To say malt distilleries, well, something needs to be said about the process of malting.
While there are wide range of flavors in scotch, they are all made from the same basic set of ingredients: barley, yeast and water. Malting is a process by which the barley component of scotch is immersed in water several times over a period of two days. This is done to trick the barley into thinking that it’s time to germinate, and which ultimately means the complex sugars in the barley are broken down and become available as simple sugars and as is the case with all fermented beverages, sugar means food for yeast, which means fermentation.
So, the barley is tricked into germinating, placed in large drums for about five days, after which it is called the green malt. It is then dried in a kiln. Flavors can be imparted to what will become the final beverage at this point, not so much from the malt itself, but by what is used to heat it. One of the classic examples of this is in Islay, where there is little natural cleaning for fires — they burn peat instead, and this gives Islay scotch its distinctive peaty flavors. (The bottom of the kiln is perforated, so the smoke goes up into the malt).

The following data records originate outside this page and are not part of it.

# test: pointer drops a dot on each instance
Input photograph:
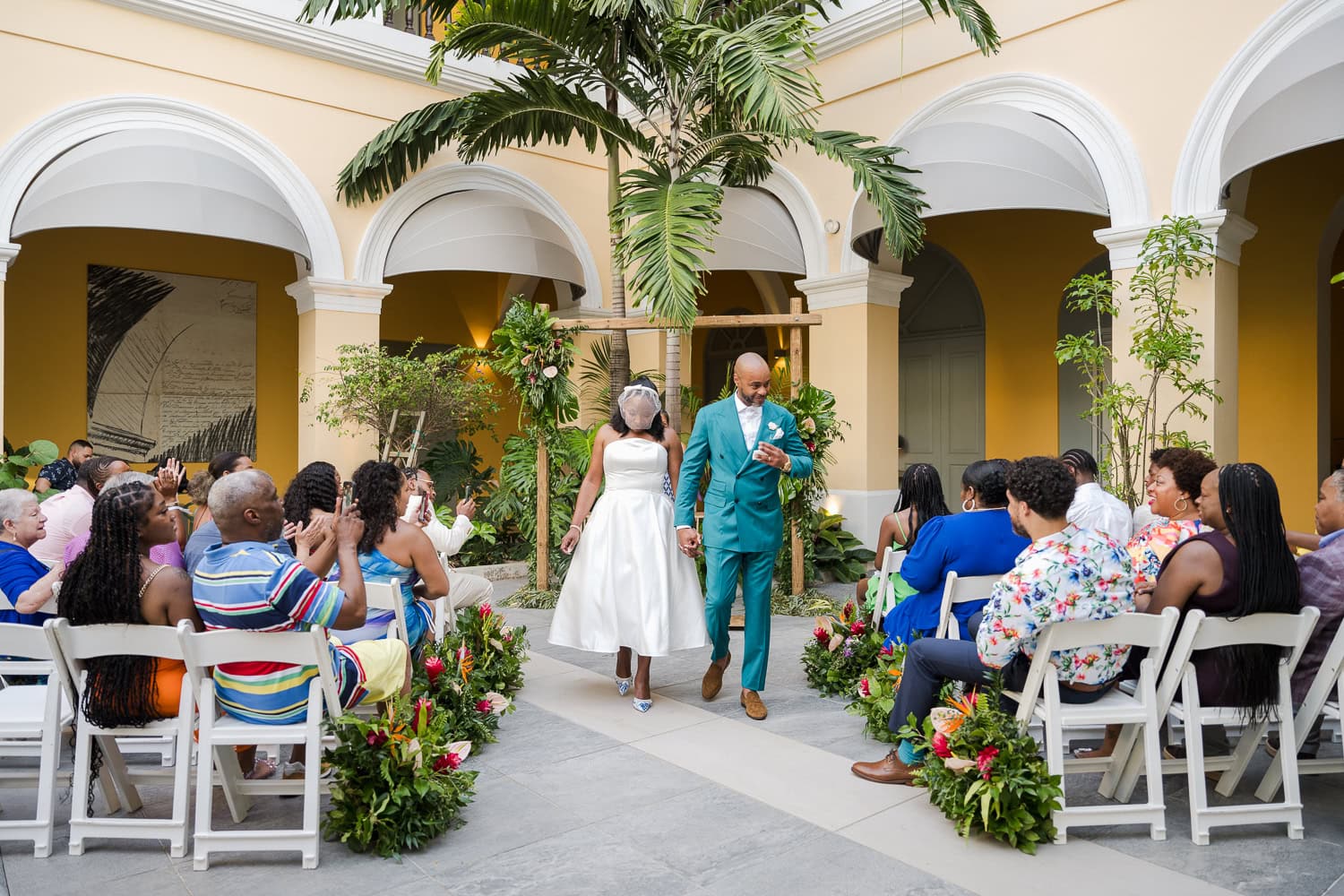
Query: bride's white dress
(629, 584)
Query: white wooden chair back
(77, 645)
(886, 594)
(387, 595)
(961, 589)
(1325, 696)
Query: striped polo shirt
(249, 586)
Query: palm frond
(387, 160)
(534, 109)
(672, 226)
(883, 180)
(972, 18)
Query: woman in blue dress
(394, 549)
(978, 541)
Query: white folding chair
(220, 734)
(387, 595)
(31, 719)
(961, 589)
(75, 646)
(1324, 697)
(886, 599)
(1287, 630)
(1140, 710)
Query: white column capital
(1225, 228)
(871, 287)
(8, 252)
(317, 295)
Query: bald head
(752, 378)
(246, 506)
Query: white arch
(1104, 139)
(456, 177)
(785, 185)
(1198, 185)
(46, 139)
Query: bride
(629, 589)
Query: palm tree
(709, 94)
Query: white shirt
(1096, 508)
(445, 540)
(749, 416)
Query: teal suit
(744, 521)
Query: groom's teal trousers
(722, 571)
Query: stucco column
(1212, 303)
(8, 253)
(855, 354)
(332, 314)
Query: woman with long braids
(921, 500)
(392, 551)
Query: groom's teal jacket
(742, 503)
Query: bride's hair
(655, 426)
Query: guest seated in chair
(1172, 495)
(464, 589)
(921, 500)
(245, 583)
(978, 541)
(395, 549)
(1064, 573)
(24, 581)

As I mentioned, Speyside has the largest number of malt distilleries in Scotland, which is important because not all malting is done at individual distilleries. Many distilleries buy malt that is made according to their wishes at other places, then shipped to the distillery in question for fermentation.
OK, back to Speyside. They do the malting themselves. And Speyside scotch tends to be produced in one of two styles. The first is light and tends to be quite fragrant with floral aromas, sometimes with significant malt flavors. Glenfiddich and Glenlivet fall into this category. The second type is richer in fruit and includes labels such as Cragganmore, Balvenie and Macallan. Best of all, whichever style you happen to prefer, these are all available at the New Hampshire State Liquor Stores.
Let’s look at two today:
The Glenrothes Sherry Cask Speyside Single Malt Scotch Whisky. 80 proof (40% alcohol by volume), $36.99, New Hampshire State Liquor Store: Medium intensity, it has a clean nose of medium intensity, and it’s dry, with warming alcohol, medium body, smooth texture and medium flavor intensity that includes flavors of sherry, reflecting the cask in which it was matured, some lime and other citrus hints, and a long finish.
The Glenrothes Bourbon Cask Speyside Single Malt Scotch Whisky. 80 proof (40% alcohol by volume), $36.99, New Hampshire State Liquor Store: Bourbon casking this time, also 80 proof, golden in color, also dry, with pronounced flavor intensity and a medium finish. The flavors include orange, hints of cedar and vanilla as well as a slight smokiness.